Ray Ewers, Sir Thomas Blamey, 1960

Ray Ewers was trained in sculpture at the Working Men’s College in Melbourne from 1936 to 1940. Bowles had selected Ewers as an assistant and Ewers had assisted him with the Sir John Monash Memorial. And when poor health stopped Bowles work for the War Memorial, he asked that his former assistant, Ray Ewers complete it. Ewers also made the “Australian Serviceman” at the Australian War Memorial sculpture garden in Melbourne.

Without the classical form to work from the Blamey Memorial, 1960 is simply big and ugly. The memorial is a bronze grossly oversized figure standing in part of an army jeep instead the tradition of an equestrian statue. The part of the jeep is shown exploded, as in a 3D technical drawing, rather than anything dramatic. The figure’s pose is stiff, military and not in the least classical. The granite plinth emphasizes the rectangular shape of the statue.

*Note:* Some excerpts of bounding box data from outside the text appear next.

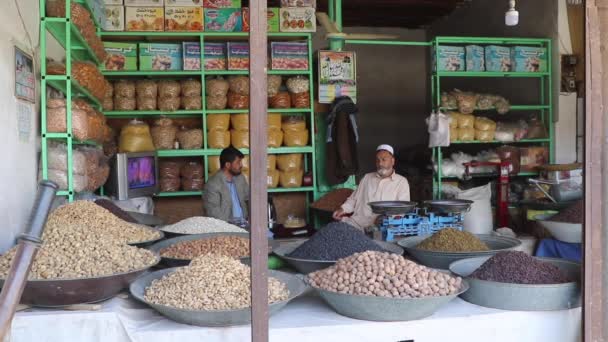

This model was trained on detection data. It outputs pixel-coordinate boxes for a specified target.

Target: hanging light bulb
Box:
[505,0,519,26]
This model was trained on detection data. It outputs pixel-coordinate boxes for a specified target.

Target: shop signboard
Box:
[318,51,357,103]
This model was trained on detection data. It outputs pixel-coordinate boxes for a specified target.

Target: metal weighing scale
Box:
[369,200,473,242]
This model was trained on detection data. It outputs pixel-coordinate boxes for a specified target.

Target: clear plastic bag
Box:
[205,77,230,97]
[207,130,230,148]
[230,114,249,131]
[177,128,203,150]
[277,153,303,171]
[230,129,249,148]
[207,114,230,131]
[119,120,154,152]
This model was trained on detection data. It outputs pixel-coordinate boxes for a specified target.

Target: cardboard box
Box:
[281,0,317,7]
[243,7,279,32]
[165,0,203,7]
[125,6,165,31]
[182,42,201,70]
[103,42,137,70]
[139,43,182,70]
[203,0,241,8]
[270,42,309,70]
[205,8,243,32]
[486,45,511,72]
[511,46,547,72]
[432,45,466,71]
[279,7,317,32]
[227,42,249,70]
[519,146,549,172]
[203,43,227,70]
[465,45,486,71]
[165,6,203,32]
[124,0,165,7]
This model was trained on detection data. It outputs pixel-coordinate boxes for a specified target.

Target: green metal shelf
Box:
[103,109,203,118]
[42,17,101,64]
[44,75,101,109]
[154,191,203,197]
[434,71,549,78]
[439,105,549,112]
[268,186,315,192]
[101,70,201,76]
[450,138,551,145]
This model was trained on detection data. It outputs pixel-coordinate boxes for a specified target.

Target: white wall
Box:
[0,0,40,252]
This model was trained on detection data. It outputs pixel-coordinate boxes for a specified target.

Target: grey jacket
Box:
[203,170,249,221]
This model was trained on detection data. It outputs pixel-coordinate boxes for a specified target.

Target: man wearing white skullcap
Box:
[333,144,410,230]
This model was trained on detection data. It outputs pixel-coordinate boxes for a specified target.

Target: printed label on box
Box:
[228,42,249,70]
[204,43,226,70]
[125,7,165,31]
[165,6,203,32]
[182,42,201,70]
[243,7,279,32]
[139,43,182,70]
[279,7,317,32]
[103,42,137,70]
[205,8,243,32]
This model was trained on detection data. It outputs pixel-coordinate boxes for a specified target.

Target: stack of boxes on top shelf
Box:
[86,0,316,32]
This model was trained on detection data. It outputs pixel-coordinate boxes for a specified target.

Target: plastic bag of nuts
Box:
[228,76,249,95]
[181,161,205,179]
[291,91,310,108]
[135,80,158,99]
[156,97,182,112]
[114,96,137,110]
[137,97,156,110]
[114,80,135,98]
[206,95,228,110]
[285,76,310,94]
[181,80,201,97]
[182,95,203,110]
[177,128,203,150]
[150,118,177,150]
[158,80,182,99]
[205,77,230,96]
[268,91,291,108]
[268,75,283,97]
[228,92,249,109]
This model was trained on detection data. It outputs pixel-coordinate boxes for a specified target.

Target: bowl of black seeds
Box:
[450,251,581,311]
[273,222,403,274]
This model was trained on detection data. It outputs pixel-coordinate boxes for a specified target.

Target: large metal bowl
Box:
[424,199,473,214]
[148,233,278,267]
[273,241,403,274]
[368,201,418,215]
[450,256,581,311]
[313,280,469,322]
[0,255,160,307]
[128,223,165,248]
[397,235,521,269]
[129,268,307,327]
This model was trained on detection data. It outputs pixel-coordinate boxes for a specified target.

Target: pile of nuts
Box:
[0,222,158,279]
[308,251,462,298]
[42,201,160,244]
[144,255,289,311]
[160,235,249,260]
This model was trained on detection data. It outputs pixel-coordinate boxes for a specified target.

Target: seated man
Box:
[203,146,249,222]
[333,145,410,230]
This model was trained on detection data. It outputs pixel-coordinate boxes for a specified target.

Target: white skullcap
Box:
[376,144,395,155]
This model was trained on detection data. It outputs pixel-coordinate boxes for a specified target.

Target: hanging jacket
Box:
[325,96,359,185]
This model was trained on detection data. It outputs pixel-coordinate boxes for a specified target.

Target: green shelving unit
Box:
[99,32,317,200]
[430,37,555,199]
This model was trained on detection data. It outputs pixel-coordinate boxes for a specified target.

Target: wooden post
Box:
[583,0,608,342]
[249,0,268,342]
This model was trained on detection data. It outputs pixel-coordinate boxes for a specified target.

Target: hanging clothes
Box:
[325,96,359,185]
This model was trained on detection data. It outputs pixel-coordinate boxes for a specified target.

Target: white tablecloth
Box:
[11,296,581,342]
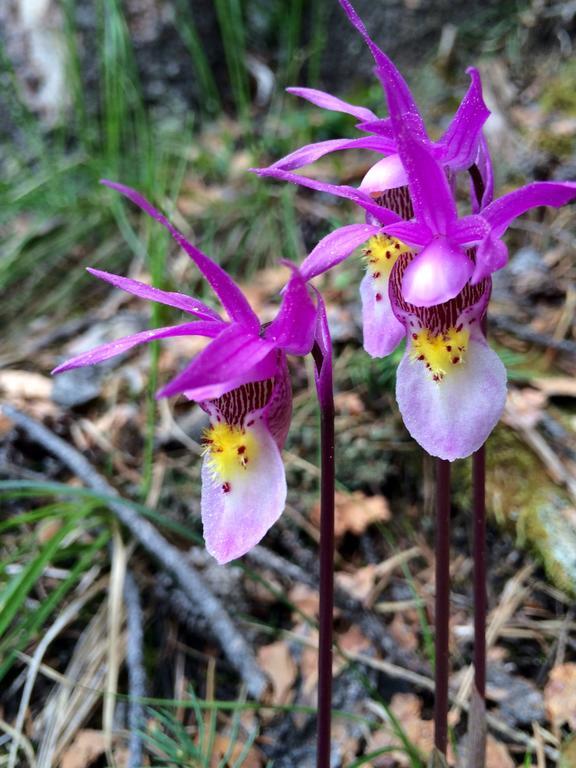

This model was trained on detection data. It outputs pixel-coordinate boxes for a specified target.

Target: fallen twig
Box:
[1,404,268,699]
[124,570,146,768]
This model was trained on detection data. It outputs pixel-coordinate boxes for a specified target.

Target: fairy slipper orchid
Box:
[390,253,506,461]
[259,0,491,207]
[53,182,320,563]
[256,0,492,357]
[381,76,576,307]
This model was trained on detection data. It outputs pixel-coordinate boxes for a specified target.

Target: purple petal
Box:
[356,117,396,140]
[358,154,408,194]
[340,0,426,136]
[448,215,490,246]
[255,168,401,224]
[300,224,380,280]
[52,320,226,373]
[396,335,506,461]
[88,267,222,322]
[360,272,406,357]
[402,238,474,307]
[482,181,576,236]
[314,289,334,409]
[102,179,260,332]
[157,323,274,400]
[390,122,457,235]
[264,264,317,355]
[286,88,378,121]
[270,136,396,176]
[439,67,490,171]
[470,134,494,213]
[201,421,286,563]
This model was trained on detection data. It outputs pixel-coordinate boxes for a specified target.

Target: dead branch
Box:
[1,403,268,699]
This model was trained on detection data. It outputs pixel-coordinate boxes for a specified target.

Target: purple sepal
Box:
[286,88,378,122]
[156,323,274,400]
[101,179,260,332]
[52,320,226,374]
[402,238,474,307]
[269,136,396,171]
[439,67,490,170]
[300,224,380,280]
[264,262,318,355]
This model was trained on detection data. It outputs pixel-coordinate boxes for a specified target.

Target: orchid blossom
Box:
[257,0,492,357]
[53,182,320,563]
[379,63,576,307]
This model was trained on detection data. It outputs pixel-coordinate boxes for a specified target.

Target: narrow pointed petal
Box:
[314,291,334,408]
[356,117,396,140]
[52,320,226,374]
[264,264,317,355]
[358,154,408,194]
[340,0,426,136]
[390,122,457,234]
[300,224,380,280]
[157,323,274,400]
[470,134,494,213]
[360,272,406,357]
[382,221,434,248]
[102,179,260,332]
[87,267,223,323]
[201,422,286,563]
[254,168,401,224]
[439,67,490,170]
[286,88,378,122]
[482,181,576,236]
[396,337,506,461]
[402,238,474,307]
[270,136,396,171]
[448,215,490,246]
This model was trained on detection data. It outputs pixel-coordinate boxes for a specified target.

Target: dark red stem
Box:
[472,446,486,698]
[313,349,335,768]
[434,459,450,755]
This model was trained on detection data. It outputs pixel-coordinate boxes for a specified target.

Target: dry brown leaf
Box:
[486,735,515,768]
[335,565,378,603]
[530,376,576,397]
[60,729,106,768]
[505,387,547,428]
[389,611,418,651]
[0,371,53,400]
[258,640,297,705]
[312,491,390,539]
[544,662,576,730]
[367,693,455,768]
[288,584,320,621]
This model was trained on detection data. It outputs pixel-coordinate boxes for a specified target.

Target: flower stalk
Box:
[312,332,335,768]
[468,446,487,768]
[434,459,450,755]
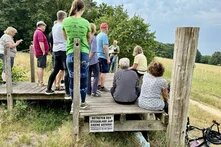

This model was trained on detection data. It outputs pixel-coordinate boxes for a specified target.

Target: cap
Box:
[36,21,47,27]
[100,22,108,29]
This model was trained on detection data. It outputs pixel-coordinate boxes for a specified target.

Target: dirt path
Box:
[190,100,221,118]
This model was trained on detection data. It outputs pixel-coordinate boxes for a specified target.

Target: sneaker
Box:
[45,90,54,95]
[80,102,88,109]
[91,92,101,97]
[99,87,110,92]
[64,94,71,100]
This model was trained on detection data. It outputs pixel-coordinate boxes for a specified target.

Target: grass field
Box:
[0,53,221,147]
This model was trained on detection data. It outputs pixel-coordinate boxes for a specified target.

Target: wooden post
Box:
[5,46,13,110]
[167,27,199,147]
[29,45,35,83]
[73,38,81,141]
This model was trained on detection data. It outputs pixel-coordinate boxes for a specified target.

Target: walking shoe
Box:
[99,87,110,92]
[45,90,54,95]
[80,102,88,109]
[91,92,101,97]
[64,93,71,100]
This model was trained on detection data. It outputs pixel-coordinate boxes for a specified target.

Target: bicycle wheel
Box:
[206,130,221,145]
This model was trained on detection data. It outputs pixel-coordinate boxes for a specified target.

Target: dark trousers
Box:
[66,53,89,103]
[47,51,70,95]
[87,63,100,94]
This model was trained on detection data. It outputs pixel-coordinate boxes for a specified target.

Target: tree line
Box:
[154,42,221,65]
[0,0,157,62]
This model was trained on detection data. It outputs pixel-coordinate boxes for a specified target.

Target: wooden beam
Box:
[167,27,199,147]
[82,120,167,132]
[72,38,81,141]
[4,46,13,110]
[29,45,35,83]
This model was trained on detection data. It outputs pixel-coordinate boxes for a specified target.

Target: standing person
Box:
[0,27,23,84]
[87,23,101,97]
[111,58,140,104]
[46,10,69,97]
[33,21,49,86]
[138,61,168,113]
[109,40,120,72]
[63,0,91,109]
[97,23,110,92]
[130,45,147,78]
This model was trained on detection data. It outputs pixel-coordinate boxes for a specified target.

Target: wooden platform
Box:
[0,82,64,100]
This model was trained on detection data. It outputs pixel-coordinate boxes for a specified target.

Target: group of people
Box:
[0,0,168,112]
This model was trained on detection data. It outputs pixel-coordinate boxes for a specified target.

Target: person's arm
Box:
[39,42,45,55]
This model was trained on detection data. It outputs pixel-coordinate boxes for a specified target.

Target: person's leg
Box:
[80,53,89,103]
[87,65,93,95]
[47,55,62,91]
[66,54,74,100]
[55,70,64,90]
[92,63,100,93]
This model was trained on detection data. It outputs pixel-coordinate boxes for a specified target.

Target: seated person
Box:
[111,58,140,104]
[130,45,147,78]
[138,62,168,113]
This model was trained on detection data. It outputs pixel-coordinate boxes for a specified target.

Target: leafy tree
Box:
[95,4,156,62]
[209,52,221,65]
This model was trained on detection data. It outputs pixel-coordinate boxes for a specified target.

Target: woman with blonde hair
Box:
[63,0,91,108]
[130,45,147,78]
[0,27,22,83]
[111,58,140,104]
[138,61,168,113]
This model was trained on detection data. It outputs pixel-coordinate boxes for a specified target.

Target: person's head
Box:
[91,23,96,34]
[113,40,117,46]
[100,22,108,33]
[57,10,67,21]
[133,45,143,56]
[4,27,17,37]
[119,58,130,69]
[147,61,165,77]
[36,21,47,32]
[69,0,84,16]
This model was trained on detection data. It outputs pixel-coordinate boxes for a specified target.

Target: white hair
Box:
[119,58,130,69]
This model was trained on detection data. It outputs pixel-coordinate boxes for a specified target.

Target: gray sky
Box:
[95,0,221,55]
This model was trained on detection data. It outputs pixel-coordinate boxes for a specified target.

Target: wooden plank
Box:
[5,46,13,110]
[72,38,81,141]
[82,120,166,132]
[167,27,199,147]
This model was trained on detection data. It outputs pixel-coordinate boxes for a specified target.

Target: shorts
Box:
[37,55,47,68]
[98,58,109,73]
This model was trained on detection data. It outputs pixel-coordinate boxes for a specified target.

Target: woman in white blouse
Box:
[138,62,168,113]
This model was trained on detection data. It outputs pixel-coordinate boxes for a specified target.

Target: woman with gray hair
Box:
[111,58,140,104]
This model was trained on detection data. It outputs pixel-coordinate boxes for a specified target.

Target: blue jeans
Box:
[66,53,89,103]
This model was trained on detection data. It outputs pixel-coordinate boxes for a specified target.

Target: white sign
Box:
[89,115,114,132]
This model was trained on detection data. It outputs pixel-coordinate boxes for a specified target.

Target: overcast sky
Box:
[95,0,221,55]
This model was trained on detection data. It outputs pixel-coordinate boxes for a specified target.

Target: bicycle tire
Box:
[206,130,221,145]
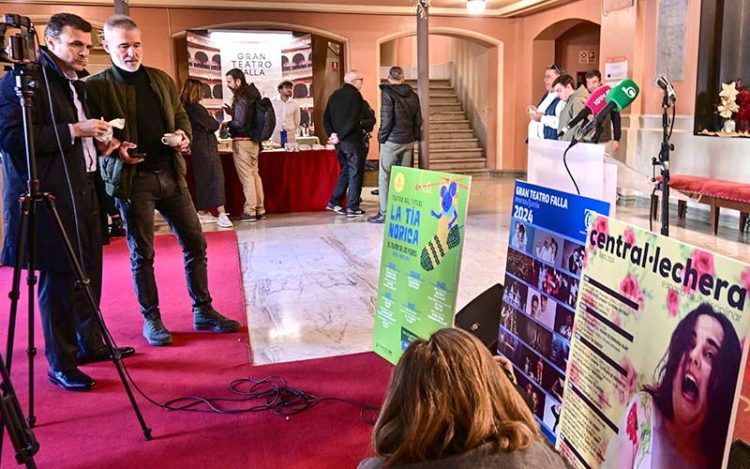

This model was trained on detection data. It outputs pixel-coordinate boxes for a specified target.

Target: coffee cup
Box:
[161,133,182,147]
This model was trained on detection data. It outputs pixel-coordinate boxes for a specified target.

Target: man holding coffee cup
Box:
[86,15,239,345]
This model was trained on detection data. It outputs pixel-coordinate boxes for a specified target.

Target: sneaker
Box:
[346,208,365,218]
[198,213,216,225]
[216,213,234,228]
[193,306,240,332]
[367,212,385,223]
[143,313,172,346]
[240,213,258,222]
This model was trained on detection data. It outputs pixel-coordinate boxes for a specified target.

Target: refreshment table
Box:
[185,150,339,215]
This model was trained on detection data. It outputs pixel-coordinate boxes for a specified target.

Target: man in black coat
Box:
[323,70,366,218]
[0,13,134,391]
[367,67,422,223]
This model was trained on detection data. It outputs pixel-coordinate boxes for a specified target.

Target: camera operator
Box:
[0,13,135,391]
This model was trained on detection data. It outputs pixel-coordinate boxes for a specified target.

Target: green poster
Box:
[373,166,471,364]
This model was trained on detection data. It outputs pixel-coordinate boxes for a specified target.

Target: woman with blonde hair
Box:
[180,78,233,228]
[359,329,566,469]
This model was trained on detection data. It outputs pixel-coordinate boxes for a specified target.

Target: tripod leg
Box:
[0,346,39,468]
[5,193,37,426]
[43,193,151,440]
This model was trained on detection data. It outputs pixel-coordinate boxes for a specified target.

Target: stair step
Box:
[430,138,482,151]
[430,111,466,122]
[430,127,474,140]
[414,149,484,161]
[430,119,471,132]
[430,95,461,103]
[430,158,487,173]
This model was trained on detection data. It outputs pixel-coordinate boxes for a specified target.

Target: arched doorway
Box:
[531,19,601,99]
[378,27,503,172]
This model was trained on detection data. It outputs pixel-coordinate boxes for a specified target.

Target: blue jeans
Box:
[331,142,366,210]
[117,167,211,316]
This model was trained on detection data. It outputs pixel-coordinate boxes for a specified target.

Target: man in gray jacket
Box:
[367,67,422,223]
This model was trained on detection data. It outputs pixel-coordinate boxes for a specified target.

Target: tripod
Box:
[651,89,675,236]
[0,15,151,464]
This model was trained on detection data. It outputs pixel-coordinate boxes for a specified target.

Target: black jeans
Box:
[37,174,104,371]
[331,142,366,210]
[117,171,211,315]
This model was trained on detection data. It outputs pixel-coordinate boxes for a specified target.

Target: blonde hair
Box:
[372,329,541,466]
[180,78,205,106]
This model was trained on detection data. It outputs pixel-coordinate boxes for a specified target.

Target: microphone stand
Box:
[651,89,674,236]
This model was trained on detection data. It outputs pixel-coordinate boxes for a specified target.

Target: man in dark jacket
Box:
[323,70,366,218]
[367,67,422,223]
[86,15,239,345]
[224,68,266,222]
[0,13,134,391]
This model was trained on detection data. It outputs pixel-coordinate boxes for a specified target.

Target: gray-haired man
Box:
[367,67,422,223]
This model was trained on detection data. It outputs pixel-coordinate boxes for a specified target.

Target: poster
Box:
[187,30,314,125]
[498,181,609,443]
[373,166,471,364]
[557,216,750,469]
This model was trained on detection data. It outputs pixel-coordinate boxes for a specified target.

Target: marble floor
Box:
[220,177,750,365]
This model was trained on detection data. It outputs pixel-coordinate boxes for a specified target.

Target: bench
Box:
[651,174,750,235]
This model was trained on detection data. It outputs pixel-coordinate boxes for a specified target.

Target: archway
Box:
[377,27,504,171]
[530,19,601,99]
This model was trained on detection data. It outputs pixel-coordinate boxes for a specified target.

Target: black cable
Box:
[563,140,581,195]
[117,362,380,425]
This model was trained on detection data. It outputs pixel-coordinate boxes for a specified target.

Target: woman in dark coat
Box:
[180,78,233,228]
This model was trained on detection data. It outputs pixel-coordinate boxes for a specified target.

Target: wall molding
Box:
[14,0,571,18]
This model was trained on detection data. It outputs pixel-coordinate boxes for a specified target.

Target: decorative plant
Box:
[718,81,740,119]
[735,80,750,132]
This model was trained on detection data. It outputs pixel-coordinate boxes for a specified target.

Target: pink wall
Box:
[547,23,600,85]
[0,0,712,170]
[382,34,451,68]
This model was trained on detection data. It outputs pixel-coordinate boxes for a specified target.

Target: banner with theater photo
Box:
[557,216,750,469]
[373,166,471,364]
[497,181,610,444]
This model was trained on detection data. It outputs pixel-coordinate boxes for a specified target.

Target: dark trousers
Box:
[37,174,104,371]
[117,171,211,315]
[331,142,366,210]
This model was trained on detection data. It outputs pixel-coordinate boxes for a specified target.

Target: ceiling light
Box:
[466,0,487,15]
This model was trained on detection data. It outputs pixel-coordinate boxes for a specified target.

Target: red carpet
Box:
[0,231,391,468]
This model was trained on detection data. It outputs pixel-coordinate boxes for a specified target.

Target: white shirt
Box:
[528,91,565,140]
[271,95,301,143]
[67,76,96,173]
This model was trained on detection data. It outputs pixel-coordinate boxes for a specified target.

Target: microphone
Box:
[577,78,641,139]
[654,75,677,102]
[557,85,610,137]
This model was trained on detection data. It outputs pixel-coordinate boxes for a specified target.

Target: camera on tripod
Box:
[0,13,36,64]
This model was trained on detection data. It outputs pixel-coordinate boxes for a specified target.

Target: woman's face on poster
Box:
[672,314,724,430]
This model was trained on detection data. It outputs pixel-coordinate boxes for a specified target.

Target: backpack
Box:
[250,98,276,142]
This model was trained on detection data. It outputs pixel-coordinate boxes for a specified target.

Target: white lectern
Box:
[526,139,617,212]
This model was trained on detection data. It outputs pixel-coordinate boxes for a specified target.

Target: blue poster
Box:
[498,181,609,444]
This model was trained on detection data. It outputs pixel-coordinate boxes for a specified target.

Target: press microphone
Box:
[654,75,677,102]
[557,85,610,137]
[577,78,641,139]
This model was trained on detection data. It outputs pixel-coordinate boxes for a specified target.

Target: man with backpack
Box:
[224,68,276,222]
[367,67,422,223]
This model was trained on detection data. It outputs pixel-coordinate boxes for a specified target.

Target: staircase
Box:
[406,80,487,173]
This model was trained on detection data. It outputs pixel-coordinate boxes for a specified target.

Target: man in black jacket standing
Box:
[367,67,422,223]
[323,70,366,218]
[0,13,134,391]
[224,68,266,222]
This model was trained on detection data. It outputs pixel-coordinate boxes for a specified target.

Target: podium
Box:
[526,139,617,212]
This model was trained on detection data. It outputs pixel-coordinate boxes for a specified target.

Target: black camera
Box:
[0,13,36,64]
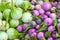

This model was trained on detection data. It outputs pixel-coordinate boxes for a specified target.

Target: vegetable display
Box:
[0,0,60,40]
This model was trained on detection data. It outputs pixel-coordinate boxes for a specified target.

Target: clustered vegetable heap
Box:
[0,0,60,40]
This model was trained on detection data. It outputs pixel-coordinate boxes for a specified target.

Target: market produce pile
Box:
[0,0,60,40]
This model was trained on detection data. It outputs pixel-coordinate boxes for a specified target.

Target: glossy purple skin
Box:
[25,34,30,39]
[58,19,60,23]
[38,1,43,5]
[31,32,37,37]
[48,26,54,32]
[45,11,51,16]
[16,25,23,32]
[30,21,37,27]
[44,18,52,25]
[31,0,36,4]
[41,15,48,20]
[42,2,51,11]
[52,1,57,6]
[35,4,41,10]
[57,23,60,27]
[37,32,44,39]
[31,4,35,9]
[33,10,39,16]
[52,31,58,37]
[36,19,42,24]
[57,12,60,17]
[28,29,36,34]
[39,8,45,15]
[49,13,56,19]
[23,24,28,30]
[35,25,40,29]
[48,37,53,40]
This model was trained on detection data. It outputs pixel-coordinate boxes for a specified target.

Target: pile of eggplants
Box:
[0,0,60,40]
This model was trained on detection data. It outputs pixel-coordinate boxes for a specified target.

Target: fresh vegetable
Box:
[22,12,32,22]
[7,28,19,39]
[0,31,8,40]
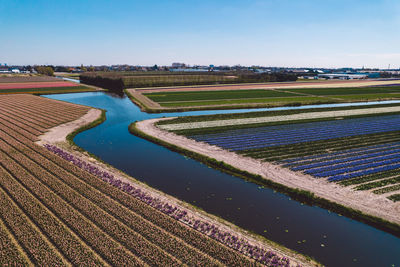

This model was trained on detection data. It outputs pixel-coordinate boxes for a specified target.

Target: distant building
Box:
[172,62,186,69]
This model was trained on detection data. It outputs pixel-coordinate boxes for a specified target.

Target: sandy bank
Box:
[136,118,400,227]
[36,109,315,266]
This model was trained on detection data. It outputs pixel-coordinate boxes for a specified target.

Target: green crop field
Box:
[158,104,400,201]
[0,86,96,94]
[279,86,400,96]
[143,86,400,108]
[160,96,332,107]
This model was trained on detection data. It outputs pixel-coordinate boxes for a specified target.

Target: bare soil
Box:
[136,118,400,224]
[36,109,319,266]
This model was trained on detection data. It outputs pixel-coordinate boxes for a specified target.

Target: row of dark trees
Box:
[80,72,297,91]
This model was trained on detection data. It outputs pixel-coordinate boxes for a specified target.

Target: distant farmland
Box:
[137,104,400,236]
[0,95,268,266]
[127,81,400,112]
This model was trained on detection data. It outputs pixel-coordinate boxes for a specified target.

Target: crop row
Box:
[340,170,399,186]
[46,145,289,266]
[0,141,180,266]
[0,135,216,266]
[282,142,400,167]
[3,148,147,265]
[242,131,400,161]
[0,201,29,266]
[356,176,400,190]
[291,148,400,174]
[372,184,400,195]
[388,194,400,202]
[0,101,76,129]
[0,166,66,266]
[2,103,76,126]
[1,124,268,265]
[0,96,88,119]
[191,117,400,151]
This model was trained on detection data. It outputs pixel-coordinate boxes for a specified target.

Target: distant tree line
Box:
[35,66,54,76]
[80,72,297,91]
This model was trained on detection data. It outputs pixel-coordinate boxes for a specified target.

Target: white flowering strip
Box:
[158,106,400,131]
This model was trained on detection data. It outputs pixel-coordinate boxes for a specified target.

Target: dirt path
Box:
[137,118,400,227]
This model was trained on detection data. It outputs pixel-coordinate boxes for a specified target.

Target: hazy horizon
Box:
[0,0,400,69]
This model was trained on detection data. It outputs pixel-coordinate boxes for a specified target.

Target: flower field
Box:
[0,94,291,266]
[0,76,95,94]
[0,81,79,90]
[176,107,400,201]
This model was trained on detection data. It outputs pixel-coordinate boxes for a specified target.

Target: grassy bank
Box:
[129,123,400,237]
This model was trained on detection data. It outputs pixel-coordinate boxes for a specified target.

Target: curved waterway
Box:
[46,92,400,266]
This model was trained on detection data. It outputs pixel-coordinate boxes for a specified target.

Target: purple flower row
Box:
[44,144,298,267]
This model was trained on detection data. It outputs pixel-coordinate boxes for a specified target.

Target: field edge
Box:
[39,96,322,266]
[129,122,400,240]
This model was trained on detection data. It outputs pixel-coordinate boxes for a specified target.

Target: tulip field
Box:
[0,94,292,266]
[179,107,400,201]
[0,76,95,94]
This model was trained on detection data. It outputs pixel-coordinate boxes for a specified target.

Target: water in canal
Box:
[46,92,400,266]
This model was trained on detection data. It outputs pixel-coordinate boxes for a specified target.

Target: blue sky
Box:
[0,0,400,68]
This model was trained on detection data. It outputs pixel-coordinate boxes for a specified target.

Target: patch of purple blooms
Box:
[44,144,300,267]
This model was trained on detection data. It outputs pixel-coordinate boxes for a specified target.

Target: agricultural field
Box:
[0,76,96,94]
[80,71,297,91]
[126,81,400,112]
[142,104,400,228]
[0,94,306,266]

The statue could be described as ‘realist’, not the revolutionary 19th Century realism of Manet and Courbet, more like the 20th Century National Socialist Realism of Nazi Germany or the Socialist Realism of Stalinist Soviet Union. The realism and classicalism promoted by Nazi Germany cast a long shadow across sculpture in this styles in Europe but evidently had little impact in Australia.